Nevertheless, Lucille Brooks says, she never would have sought help from the Prince George's county program that put her in a new, four-bedroom, prefabricated house last June -- had the program not come looking for her.

Outreach workers from the local office of the Community Development Administration in rural Brandywine visited Brooks and encouraged her to apply for the rehabilitation grant that eventually put her in the new home.

But now, in a move critics say will cut off future help to others like Brooks, the Brandywine office has been closed and its staff relocated to Upper Marlboro, where they will work in the Community Development Office instead of traveling the county's rural back roads.

Charles Ross, acting head of the county department of Program Planning and Economic Development, said he closed the Brandywine office because it was not productive. He said his program can reach all the needy people it can handle by advertising in newspapers and on radio and by calling prospective clients on the telephone.

"We get more results by public broadcasting than we can get from someone sitting on their buns in the field office," said Ross.

Critics of the move, including County Council President Parris Glendening and members of the Community Development Advisory Committee, say the elderly, proud and suspicious rural poor will not come to Upper Marlboro on their own to fill out the complex forms, which in many cases require granting the county an interest in their property.

"We stressed that we wanted to improve the outreach aspects of the program," Glendening said. "Closing the field office and bringing everyone to Upper Marlboro doesn't seem to me to help the people in Brandywine or in Colmar Manor," he added.

"The grand plan is to close the offices and consolidate in Upper Marlboro," said John Doskicz, a community adviser to the program. "There's no public transportation in Upper Marlboro. You might as well put it in Siberia."

Brooks' 22-year-old son Michael said the office just a mile from their home was "very essential" in getting aid for his mother. He did not think needy residents would respond to advertising that promised "something for nothing."

"No way," he began. "You have older folks who don't drive. How are they going to get to Upper Marlboro? How are they going to know that somebody wants to help them?" he asked. "You have to come out and show them that you're going to help them, and not rip them off for their land."

The outreach workers who contacted the Brookses now are doing telephone solicitations from a list of potential clients who have become eligible for help for the first time this year, due to changes in program guidelines.

These changes extended the program to qualified households countywide, instead of limiting it to designated poverty areas, as in previous years. At the same time, the new guidelines have doubled the maximum aid from $15,000 to $30,000.

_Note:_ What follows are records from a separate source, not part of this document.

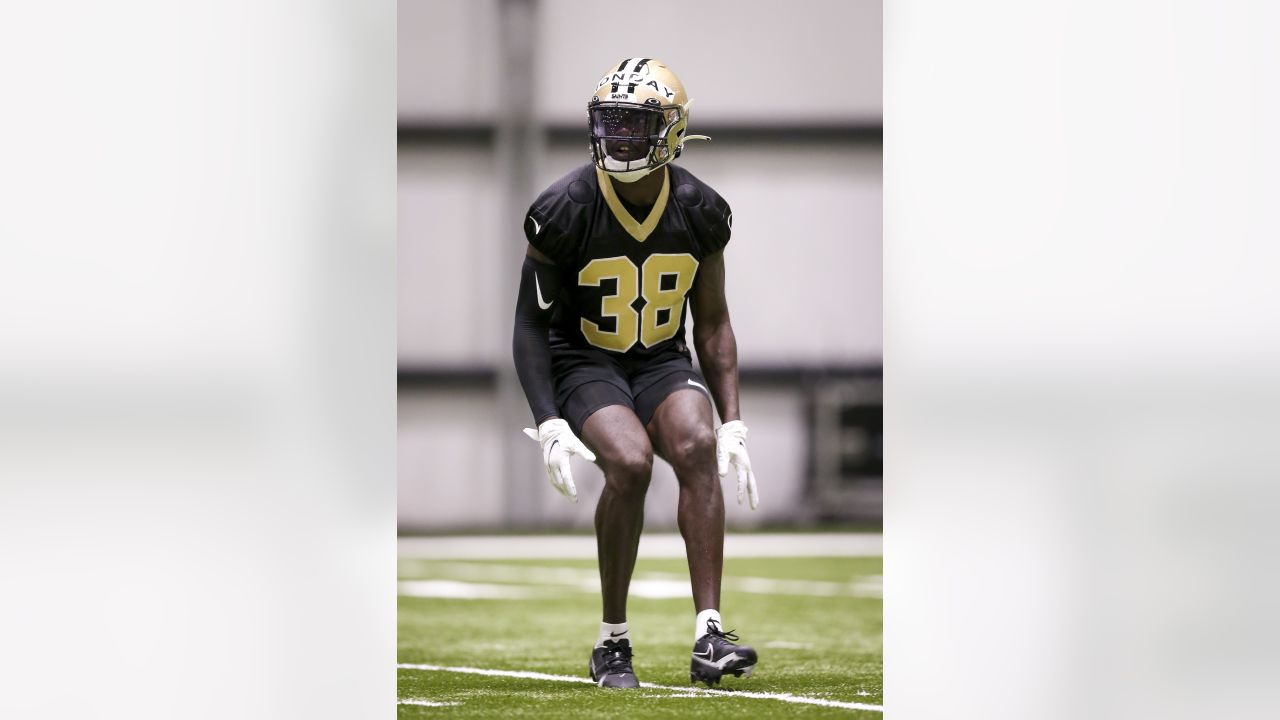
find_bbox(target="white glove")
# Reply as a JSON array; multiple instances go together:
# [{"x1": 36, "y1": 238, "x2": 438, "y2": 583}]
[
  {"x1": 525, "y1": 418, "x2": 595, "y2": 502},
  {"x1": 716, "y1": 420, "x2": 760, "y2": 510}
]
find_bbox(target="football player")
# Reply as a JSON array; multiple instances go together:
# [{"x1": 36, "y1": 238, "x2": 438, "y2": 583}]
[{"x1": 513, "y1": 58, "x2": 759, "y2": 688}]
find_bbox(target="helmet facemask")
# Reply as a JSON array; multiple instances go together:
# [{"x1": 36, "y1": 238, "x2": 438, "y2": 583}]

The expansion was planned to meet the special needs of rural Prince George's, where many homes need not only structural repairs but expensive plumbing and septic systems. A 1974 county study found 13 percent of the housing in the Marlton, Acquasco and Piscataway areas -- the largely rural southeastern third of the county -- "dilapidated and deteriorating." The study covered 1,482 homes.

Since the rural office opened in 1976, some 75 dwellings have been rehabilitated in the rural area -- approximately 18 to 20 per year, according to acting community development administrator Robert Simpson. But 16 current rural cases, given the higher aid limits, are likely to absorb the entire amount budgeted for the area, Simpson said.

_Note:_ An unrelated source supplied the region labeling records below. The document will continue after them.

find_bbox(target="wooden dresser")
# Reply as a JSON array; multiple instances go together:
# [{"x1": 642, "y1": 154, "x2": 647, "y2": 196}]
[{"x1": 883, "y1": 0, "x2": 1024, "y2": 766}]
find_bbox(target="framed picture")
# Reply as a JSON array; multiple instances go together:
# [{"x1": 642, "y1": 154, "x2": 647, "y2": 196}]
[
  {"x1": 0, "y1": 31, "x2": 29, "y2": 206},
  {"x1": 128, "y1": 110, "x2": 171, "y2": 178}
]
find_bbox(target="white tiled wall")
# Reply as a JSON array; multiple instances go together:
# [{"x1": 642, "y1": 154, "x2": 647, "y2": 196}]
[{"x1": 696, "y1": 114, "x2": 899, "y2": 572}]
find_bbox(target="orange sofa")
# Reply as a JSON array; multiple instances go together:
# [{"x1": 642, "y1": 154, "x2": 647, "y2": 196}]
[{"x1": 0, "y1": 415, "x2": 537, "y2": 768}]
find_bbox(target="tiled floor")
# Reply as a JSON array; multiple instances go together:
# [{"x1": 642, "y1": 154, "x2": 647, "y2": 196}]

Ross said he closed the Brandywine office because "We had six individuals that produced less than eight jobs a year. That was hardly productive. These weren't service people, they were paper pushers," Ross said.

Last August Ross sent layoff notices to six program employes, including three from the rural office, as part the reorganization. Five of the six were black. Ross said he was acting in response to a reduction of funds for administrative overhead made when the County Council passed the program budget last July. After a strongly worded letter from Glendening, however, the layoffs were rescinded in favor of a reorganization study of the program.